Nos autos também ficou provado que Rejane Serrão conseguia as crianças para adoção com o auxílio das próprias mães, que em troca eram materialmente recompensadas, como informou uma delas em seu depoimento. Marleide Alves havia dito que a advogada teria lhe prometido dinheiro, roupas e calçados quando foi apanhar a sua filha. Ela revelou não ter recebido dinheiro de Rejane, mas apenas a promessa de uma viagem ao Rio de Janeiro.
Este processo tramitou inicialmente na 2ª Vara Federal do Rio Grande do Norte e chegou como Ação Criminal à Segunda Turma do TRF5 em 10 de setembro de 1996. Naquela ocasião, o processo teve como relator o desembargador federal Lázaro Guimarães e a Turma havia decidido, por unanimidade, condenar a advogada a uma pena de prisão de 4 anos, 11 meses e 15 dias em regime semi-aberto.

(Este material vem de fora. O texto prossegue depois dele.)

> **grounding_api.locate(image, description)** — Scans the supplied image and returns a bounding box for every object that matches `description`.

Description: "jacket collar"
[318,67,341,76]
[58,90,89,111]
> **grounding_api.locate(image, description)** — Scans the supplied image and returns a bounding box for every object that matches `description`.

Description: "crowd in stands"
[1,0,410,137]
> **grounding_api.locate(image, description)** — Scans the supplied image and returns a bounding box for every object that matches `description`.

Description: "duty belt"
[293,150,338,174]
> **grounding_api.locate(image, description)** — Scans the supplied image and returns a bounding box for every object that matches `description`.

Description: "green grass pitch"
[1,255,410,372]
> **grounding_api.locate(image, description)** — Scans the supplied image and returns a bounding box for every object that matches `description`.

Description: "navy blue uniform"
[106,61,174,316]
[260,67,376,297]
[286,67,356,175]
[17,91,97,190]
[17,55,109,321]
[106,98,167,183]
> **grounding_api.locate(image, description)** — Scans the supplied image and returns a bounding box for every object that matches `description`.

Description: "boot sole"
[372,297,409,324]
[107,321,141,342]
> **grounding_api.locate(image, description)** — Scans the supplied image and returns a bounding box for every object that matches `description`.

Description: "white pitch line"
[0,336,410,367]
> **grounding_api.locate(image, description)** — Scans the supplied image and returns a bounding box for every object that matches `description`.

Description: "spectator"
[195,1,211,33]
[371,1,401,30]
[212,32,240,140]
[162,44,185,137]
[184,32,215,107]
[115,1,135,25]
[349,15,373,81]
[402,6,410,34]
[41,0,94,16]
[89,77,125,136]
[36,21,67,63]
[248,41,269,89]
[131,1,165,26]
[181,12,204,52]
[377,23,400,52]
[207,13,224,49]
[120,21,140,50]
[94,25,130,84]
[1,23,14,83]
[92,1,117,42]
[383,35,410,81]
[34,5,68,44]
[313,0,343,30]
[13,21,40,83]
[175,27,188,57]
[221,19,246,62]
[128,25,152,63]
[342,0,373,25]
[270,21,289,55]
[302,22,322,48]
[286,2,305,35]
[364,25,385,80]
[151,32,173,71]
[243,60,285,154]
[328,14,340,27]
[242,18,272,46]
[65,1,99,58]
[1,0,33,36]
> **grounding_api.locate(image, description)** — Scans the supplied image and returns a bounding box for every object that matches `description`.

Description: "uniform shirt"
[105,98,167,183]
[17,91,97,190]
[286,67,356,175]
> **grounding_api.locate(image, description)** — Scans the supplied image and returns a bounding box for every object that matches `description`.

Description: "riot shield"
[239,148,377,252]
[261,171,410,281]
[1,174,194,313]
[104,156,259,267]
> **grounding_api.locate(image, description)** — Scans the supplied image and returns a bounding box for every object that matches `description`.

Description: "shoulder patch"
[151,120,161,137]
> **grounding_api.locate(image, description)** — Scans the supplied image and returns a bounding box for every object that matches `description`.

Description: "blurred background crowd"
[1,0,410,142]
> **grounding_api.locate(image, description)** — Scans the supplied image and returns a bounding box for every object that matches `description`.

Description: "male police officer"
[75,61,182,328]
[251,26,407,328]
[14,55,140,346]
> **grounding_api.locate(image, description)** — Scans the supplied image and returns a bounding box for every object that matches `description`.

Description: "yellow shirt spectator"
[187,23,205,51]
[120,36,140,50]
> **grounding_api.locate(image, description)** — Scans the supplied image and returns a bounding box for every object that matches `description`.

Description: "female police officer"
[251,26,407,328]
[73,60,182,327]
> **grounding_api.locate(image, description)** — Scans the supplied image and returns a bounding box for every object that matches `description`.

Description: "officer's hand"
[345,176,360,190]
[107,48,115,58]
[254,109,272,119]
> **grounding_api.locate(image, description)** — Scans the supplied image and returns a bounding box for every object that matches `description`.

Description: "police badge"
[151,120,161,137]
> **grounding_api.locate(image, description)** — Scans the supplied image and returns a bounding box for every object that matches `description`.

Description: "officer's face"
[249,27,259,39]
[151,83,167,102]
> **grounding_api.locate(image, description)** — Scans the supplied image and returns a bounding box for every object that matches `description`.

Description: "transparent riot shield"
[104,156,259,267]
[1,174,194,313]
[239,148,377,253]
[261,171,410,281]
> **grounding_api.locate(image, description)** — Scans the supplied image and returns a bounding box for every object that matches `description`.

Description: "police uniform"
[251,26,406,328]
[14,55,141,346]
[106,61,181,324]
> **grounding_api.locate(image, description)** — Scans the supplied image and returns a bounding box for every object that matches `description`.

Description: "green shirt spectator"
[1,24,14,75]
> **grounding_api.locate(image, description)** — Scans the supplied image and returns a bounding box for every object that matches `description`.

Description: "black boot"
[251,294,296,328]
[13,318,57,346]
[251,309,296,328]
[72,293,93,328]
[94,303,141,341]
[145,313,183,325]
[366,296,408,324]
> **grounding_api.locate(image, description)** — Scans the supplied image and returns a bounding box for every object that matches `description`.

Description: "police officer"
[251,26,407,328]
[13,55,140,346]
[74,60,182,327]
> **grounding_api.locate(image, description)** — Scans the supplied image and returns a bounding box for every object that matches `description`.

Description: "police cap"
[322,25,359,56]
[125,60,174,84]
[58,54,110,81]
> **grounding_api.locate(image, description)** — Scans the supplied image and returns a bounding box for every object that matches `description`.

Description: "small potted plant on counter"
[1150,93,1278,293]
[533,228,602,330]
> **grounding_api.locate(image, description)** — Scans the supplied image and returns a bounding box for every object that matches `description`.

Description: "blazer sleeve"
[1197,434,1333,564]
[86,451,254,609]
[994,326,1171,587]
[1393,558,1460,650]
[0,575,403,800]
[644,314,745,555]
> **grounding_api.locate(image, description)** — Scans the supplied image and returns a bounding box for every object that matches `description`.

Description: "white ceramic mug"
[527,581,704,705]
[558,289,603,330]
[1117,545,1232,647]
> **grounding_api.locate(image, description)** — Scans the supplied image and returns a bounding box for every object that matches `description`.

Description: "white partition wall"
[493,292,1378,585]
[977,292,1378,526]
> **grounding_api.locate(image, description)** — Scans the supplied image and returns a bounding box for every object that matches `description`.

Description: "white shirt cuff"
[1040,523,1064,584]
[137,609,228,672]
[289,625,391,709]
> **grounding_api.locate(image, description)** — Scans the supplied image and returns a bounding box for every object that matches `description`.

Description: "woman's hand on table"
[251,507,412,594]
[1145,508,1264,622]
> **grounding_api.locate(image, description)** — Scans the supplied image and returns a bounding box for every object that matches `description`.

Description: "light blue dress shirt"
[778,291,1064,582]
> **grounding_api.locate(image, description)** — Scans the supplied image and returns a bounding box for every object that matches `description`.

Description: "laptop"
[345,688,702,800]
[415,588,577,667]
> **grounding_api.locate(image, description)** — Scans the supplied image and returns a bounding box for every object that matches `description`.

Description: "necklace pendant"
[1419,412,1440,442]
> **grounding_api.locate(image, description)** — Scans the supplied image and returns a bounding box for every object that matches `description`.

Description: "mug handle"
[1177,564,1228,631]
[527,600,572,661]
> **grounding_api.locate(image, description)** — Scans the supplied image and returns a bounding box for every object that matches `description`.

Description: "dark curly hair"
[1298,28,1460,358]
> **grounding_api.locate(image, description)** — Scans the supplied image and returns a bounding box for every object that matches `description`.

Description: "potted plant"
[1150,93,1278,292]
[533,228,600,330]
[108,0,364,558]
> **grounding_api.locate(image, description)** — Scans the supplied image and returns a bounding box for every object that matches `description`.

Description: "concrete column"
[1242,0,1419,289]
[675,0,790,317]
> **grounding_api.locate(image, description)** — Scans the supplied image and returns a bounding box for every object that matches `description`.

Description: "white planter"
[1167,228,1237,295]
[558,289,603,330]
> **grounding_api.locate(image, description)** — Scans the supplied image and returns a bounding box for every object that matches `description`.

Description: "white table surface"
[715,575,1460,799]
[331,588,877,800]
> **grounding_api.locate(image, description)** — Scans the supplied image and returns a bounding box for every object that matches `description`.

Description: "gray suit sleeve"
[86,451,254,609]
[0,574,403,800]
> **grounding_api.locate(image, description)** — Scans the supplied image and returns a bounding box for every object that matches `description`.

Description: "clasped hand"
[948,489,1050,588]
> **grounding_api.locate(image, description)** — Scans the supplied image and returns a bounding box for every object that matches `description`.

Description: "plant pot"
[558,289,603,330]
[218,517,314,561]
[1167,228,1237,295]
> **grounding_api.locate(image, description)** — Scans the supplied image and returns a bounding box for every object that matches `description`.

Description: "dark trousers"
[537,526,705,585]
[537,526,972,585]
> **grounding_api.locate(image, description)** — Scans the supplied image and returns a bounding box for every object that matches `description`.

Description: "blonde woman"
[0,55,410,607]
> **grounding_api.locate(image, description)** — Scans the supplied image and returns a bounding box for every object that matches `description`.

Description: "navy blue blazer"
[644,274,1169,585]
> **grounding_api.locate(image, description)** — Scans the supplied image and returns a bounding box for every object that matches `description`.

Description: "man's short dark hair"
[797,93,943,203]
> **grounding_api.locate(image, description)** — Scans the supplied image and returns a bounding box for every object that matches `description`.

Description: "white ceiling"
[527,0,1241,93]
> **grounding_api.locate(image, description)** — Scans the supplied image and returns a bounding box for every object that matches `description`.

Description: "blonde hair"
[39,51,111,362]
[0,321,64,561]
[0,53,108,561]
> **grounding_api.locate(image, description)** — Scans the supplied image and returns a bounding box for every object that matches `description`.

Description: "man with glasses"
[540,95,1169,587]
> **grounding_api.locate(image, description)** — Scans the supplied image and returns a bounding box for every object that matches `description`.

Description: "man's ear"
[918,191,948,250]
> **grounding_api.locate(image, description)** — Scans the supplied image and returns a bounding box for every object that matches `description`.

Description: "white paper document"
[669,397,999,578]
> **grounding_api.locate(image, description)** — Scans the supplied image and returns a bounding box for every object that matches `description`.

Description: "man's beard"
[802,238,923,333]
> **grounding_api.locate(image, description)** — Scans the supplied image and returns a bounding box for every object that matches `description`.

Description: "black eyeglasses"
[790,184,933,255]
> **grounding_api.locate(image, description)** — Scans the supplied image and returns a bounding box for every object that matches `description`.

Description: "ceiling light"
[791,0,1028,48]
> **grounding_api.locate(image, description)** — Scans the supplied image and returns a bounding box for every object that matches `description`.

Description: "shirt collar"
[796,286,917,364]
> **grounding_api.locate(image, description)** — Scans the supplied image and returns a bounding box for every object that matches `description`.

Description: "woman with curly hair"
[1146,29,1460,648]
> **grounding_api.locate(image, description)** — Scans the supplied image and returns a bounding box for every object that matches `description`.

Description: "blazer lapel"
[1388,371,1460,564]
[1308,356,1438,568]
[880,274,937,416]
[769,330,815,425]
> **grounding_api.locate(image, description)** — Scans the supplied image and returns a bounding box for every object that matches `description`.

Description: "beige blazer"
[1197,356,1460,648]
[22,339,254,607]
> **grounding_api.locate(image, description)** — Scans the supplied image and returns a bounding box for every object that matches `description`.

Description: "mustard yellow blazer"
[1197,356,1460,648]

Agora a ré tinha entrado com esta Revisão Criminal. Ação que é admitida quando o processo já foi julgado, para que as partes envolvidas possam rever a decisão. Nesta revisão, Rejane Serrão alegou estar trazendo aos autos novos documentos que comprovariam a sua inocência. Ela acusou também a promotora e a juíza, que funcionaram como testemunhas no processo criminal, de praticarem atos tendenciosos objetivando a promoção pessoal e visibilidade na mídia através da sua condenação.
O relator deste processo de revisão, desembargador federal José Maria Lucena, desconsiderou as alegações da advogada, argumentando que ela não possuía provas que pudessem desconstituir a sua condenação. Os desembargadores que compuseram o Pleno foram unânimes em acompanhar o relator e decidiram pela manutenção da sentença.